4
votes

I have a set of records (table [#tmp_origin]) containing duplicate entries in a string field ([Names]). I would like to insert the whole content of [#tmp_origin] into the destination table [#tmp_destination], that does NOT allow duplicates and may already contain items.

If the string in the origin table does not exist in the destination table, then in is simply inserted in the destination table, as is. If an entry in the destination table already exists with the same value of the entry in the original table, a string-ified incremental number must be appended to the string, before it is inserted in the destination table.

The process of moving data in this way has been implemented with a cursor, in this sample script:


-- create initial situation (origin and destination table, both containing items) - Begin

    CREATE TABLE [#tmp_origin] ([Names] VARCHAR(10))
    CREATE TABLE [#tmp_destination] ([Names] VARCHAR(10))
    CREATE UNIQUE INDEX [IX_UniqueName] ON [#tmp_destination]([Names] ASC)



    INSERT INTO [#tmp_origin]([Names]) VALUES ('a')
    INSERT INTO [#tmp_origin]([Names]) VALUES ('a')
    INSERT INTO [#tmp_origin]([Names]) VALUES ('b')
    INSERT INTO [#tmp_origin]([Names]) VALUES ('c')


    INSERT INTO [#tmp_destination]([Names]) VALUES ('a')
    INSERT INTO [#tmp_destination]([Names]) VALUES ('a_1')
    INSERT INTO [#tmp_destination]([Names]) VALUES ('b')

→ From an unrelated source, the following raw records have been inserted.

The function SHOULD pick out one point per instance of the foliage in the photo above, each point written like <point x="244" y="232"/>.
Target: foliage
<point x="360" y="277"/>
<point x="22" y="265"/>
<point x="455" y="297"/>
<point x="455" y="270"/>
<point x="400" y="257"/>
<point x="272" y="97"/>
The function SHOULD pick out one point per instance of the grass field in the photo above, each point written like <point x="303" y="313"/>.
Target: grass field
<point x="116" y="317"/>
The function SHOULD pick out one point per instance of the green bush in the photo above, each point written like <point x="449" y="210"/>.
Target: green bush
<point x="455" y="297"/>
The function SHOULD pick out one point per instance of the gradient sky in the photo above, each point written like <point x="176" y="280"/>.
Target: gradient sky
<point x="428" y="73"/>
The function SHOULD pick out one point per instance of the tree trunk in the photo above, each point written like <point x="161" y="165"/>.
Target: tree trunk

-- create initial situation - End

    DECLARE @Name VARCHAR(10)

    DECLARE NamesCursor CURSOR LOCAL FORWARD_ONLY FAST_FORWARD READ_ONLY FOR
        SELECT [Names]
        FROM [#tmp_origin];
    OPEN NamesCursor;
    FETCH NEXT FROM NamesCursor INTO @Name;

    WHILE @@FETCH_STATUS = 0
    BEGIN
        DECLARE @finalName VARCHAR(10)
        SET @finalName = @Name
        DECLARE @counter INT
        SET @counter = 1

        WHILE(1=1)
        BEGIN
            IF NOT EXISTS(SELECT * FROM [#tmp_destination] WHERE [Names] = @finalName)
                BREAK;

            SET @finalName = @Name + '_' + CAST(@counter AS VARCHAR)
            SET @counter = @counter + 1
        END
        INSERT INTO [#tmp_destination] ([Names]) (
            SELECT @finalName
        )

        FETCH NEXT FROM NamesCursor INTO @Name;
    END

    CLOSE NamesCursor;
    DEALLOCATE NamesCursor;




    SELECT *
    FROM [#tmp_destination]

    /*
    Expected result:
    a
    a_1
    a_2
    a_3
    b
    b_1
    c
    */

    DROP TABLE [#tmp_origin]
    DROP TABLE [#tmp_destination]


This works correctly, but its performance drastically slows down when the number of items to insert increases.

Any idea to speed it up?

thanks

3
Sample data and desired results would really help. A cursor is rarely the best way to process data.Gordon Linoff

3 Answers

5
votes

Using a windowing function allows the duplicates to be numbered. You can also get the count from the destination table (will need where condition to strip off the suffix you've added):

select orig.names,
       row_number() over (partition by orig.names order by orig.names) as rowNo,
       dest.count
from ##tmp_origin orig
  cross apply (select count(1) from #tmp_destination where names = orig.names) as dest

An insert can be built from the above (new suffix is rowNo + dest.count -1 if greater than zero).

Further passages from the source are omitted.